Women Like Being Valued for Sex, as Long as it is by a Committed Partner - BinaryIdiot
http://www.ncbi.nlm.nih.gov/pubmed/26626185
======
radio4fan
I'm expecting a strong correlation with my upcoming study "Women Like Their
Partners to Spend Time Hanging Out With Their Buddies, as Long as it is by a
Committed Partner", and its follow-ups "Women Like Their Partners to Tinker
With Their Motorcycles, as Long as it is by a Committed Partner", and "Women
Will Put Up With a Load of Stuff From a Committed Partner Which They Otherwise
Wouldn't".

Eventually I hope to get funding for "Newly Married Women Who Feel Their
Partner is Uncommitted Dislike Pretty Much Everything That Person Does".

------
brchsiao
Social creatures like being valued. What they don't like about being
objectified is having everything else about them disregarded.

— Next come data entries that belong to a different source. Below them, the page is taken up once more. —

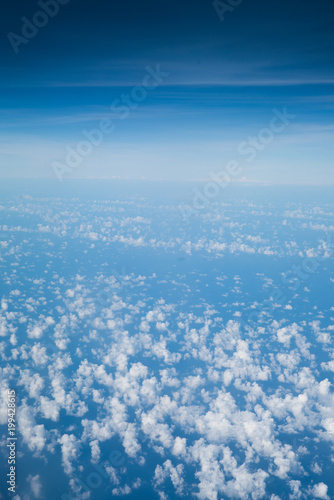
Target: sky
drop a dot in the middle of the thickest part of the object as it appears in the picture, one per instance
(217, 75)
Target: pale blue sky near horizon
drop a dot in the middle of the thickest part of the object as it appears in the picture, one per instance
(224, 80)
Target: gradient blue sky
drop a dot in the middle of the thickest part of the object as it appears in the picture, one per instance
(224, 80)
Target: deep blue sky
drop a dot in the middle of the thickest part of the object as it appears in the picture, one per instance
(224, 80)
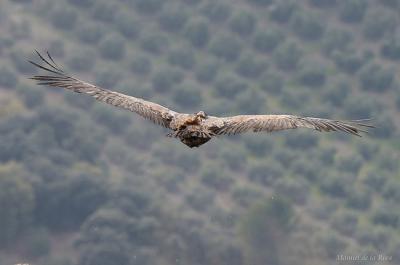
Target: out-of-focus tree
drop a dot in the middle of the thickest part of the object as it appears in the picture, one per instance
(272, 82)
(377, 23)
(183, 57)
(104, 11)
(265, 174)
(287, 56)
(283, 10)
(128, 25)
(226, 47)
(312, 74)
(187, 95)
(217, 11)
(229, 85)
(197, 33)
(323, 3)
(82, 60)
(112, 47)
(336, 40)
(207, 71)
(243, 23)
(307, 26)
(267, 40)
(17, 202)
(165, 78)
(352, 11)
(90, 33)
(60, 201)
(81, 3)
(173, 19)
(141, 65)
(8, 78)
(148, 6)
(63, 17)
(374, 77)
(155, 43)
(265, 231)
(250, 67)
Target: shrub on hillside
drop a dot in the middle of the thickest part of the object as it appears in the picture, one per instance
(337, 92)
(267, 40)
(104, 11)
(64, 18)
(336, 40)
(154, 43)
(359, 200)
(107, 77)
(307, 25)
(183, 57)
(301, 140)
(391, 190)
(387, 215)
(386, 128)
(352, 11)
(187, 95)
(377, 23)
(114, 120)
(213, 177)
(258, 146)
(243, 23)
(250, 101)
(312, 74)
(283, 10)
(141, 65)
(172, 19)
(128, 25)
(265, 174)
(226, 47)
(197, 33)
(348, 62)
(374, 77)
(165, 78)
(296, 190)
(272, 82)
(38, 243)
(229, 85)
(82, 60)
(90, 33)
(323, 3)
(361, 107)
(287, 56)
(250, 67)
(17, 198)
(345, 222)
(8, 78)
(217, 11)
(31, 95)
(391, 49)
(261, 2)
(112, 47)
(207, 71)
(19, 60)
(148, 6)
(82, 3)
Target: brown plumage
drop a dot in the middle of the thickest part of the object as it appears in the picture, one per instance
(192, 129)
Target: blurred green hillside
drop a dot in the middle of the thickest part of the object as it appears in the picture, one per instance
(83, 183)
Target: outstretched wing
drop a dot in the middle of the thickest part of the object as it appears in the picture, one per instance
(269, 123)
(58, 78)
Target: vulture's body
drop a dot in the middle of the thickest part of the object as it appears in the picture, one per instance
(192, 129)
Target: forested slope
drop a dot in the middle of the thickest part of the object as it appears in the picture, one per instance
(85, 183)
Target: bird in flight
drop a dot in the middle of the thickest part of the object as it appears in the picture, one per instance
(191, 129)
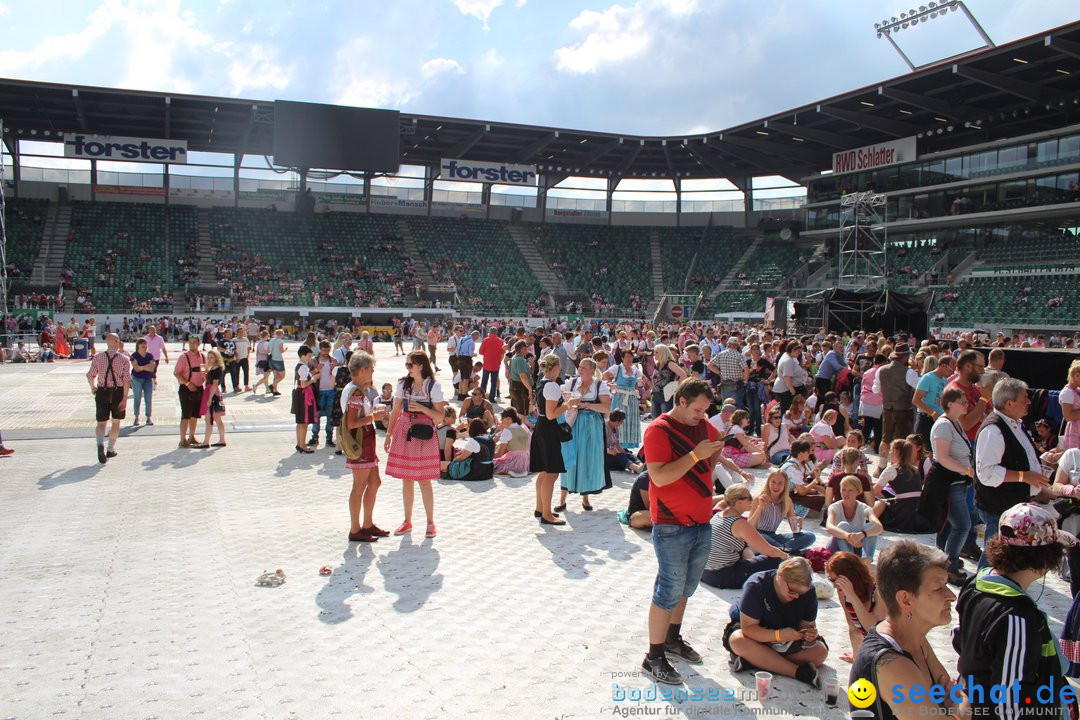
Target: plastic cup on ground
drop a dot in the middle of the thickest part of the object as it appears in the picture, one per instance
(764, 683)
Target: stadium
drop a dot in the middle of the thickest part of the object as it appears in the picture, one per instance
(940, 205)
(983, 193)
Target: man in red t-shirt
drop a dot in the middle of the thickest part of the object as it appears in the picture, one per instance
(969, 369)
(491, 351)
(680, 449)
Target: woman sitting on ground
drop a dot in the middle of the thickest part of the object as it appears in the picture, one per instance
(512, 451)
(739, 447)
(858, 594)
(775, 438)
(852, 524)
(771, 506)
(913, 584)
(773, 624)
(738, 549)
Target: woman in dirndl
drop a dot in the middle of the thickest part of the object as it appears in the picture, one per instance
(358, 438)
(1069, 398)
(583, 456)
(412, 442)
(626, 378)
(545, 448)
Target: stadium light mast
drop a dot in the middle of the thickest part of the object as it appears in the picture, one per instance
(926, 13)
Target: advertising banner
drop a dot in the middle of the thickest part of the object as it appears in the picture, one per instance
(124, 149)
(872, 157)
(472, 171)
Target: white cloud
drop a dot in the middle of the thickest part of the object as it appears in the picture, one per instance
(257, 69)
(480, 9)
(617, 34)
(439, 66)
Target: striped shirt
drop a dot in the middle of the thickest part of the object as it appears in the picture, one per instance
(726, 549)
(120, 374)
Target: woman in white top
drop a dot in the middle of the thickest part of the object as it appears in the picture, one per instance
(584, 454)
(852, 524)
(775, 438)
(512, 447)
(825, 440)
(1069, 398)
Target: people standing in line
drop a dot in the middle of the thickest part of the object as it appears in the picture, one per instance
(1069, 399)
(324, 393)
(212, 407)
(262, 362)
(927, 398)
(144, 367)
(242, 361)
(912, 581)
(277, 362)
(896, 382)
(626, 379)
(521, 379)
(190, 376)
(545, 450)
(464, 350)
(109, 377)
(680, 450)
(491, 351)
(583, 456)
(433, 338)
(1004, 639)
(305, 406)
(412, 442)
(1008, 471)
(358, 438)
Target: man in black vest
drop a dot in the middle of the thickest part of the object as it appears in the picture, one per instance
(1007, 464)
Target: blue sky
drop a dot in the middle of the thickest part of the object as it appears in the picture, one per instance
(649, 67)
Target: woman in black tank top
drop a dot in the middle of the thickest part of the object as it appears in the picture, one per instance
(913, 582)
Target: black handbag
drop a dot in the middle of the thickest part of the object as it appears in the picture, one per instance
(565, 432)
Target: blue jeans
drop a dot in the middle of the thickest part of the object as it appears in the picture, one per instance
(869, 543)
(790, 543)
(991, 530)
(753, 403)
(325, 401)
(143, 388)
(660, 405)
(682, 552)
(954, 535)
(494, 377)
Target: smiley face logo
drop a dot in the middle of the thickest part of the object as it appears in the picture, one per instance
(862, 693)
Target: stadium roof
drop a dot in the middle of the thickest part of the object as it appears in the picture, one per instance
(1025, 86)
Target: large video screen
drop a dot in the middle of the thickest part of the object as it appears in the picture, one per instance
(335, 137)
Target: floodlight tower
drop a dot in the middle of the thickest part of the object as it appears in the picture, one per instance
(926, 13)
(862, 254)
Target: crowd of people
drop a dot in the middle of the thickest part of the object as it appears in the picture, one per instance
(868, 435)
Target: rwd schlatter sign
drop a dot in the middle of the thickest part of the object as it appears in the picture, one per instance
(873, 157)
(124, 149)
(472, 171)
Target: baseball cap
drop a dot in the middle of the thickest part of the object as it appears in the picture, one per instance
(1028, 525)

I hope it's not
callously dismissive to ask: what new, surprising thing does this article tell
us about the universe?

------
erikpukinskis
The abstract provides zero information. There is some effect, apparently. Who
knows how big. For all we know 51% of women match the headline, compared to
50% of men.

Yet to the world, the news is "women like this".

Apparently I would have to pay $40 of I wanted to know the truth.

Because Academia is not a business.

------
pdex
Another "Well DUH!" moment in scientific research. I wonder who's grant money
got pissed away to report the obvious.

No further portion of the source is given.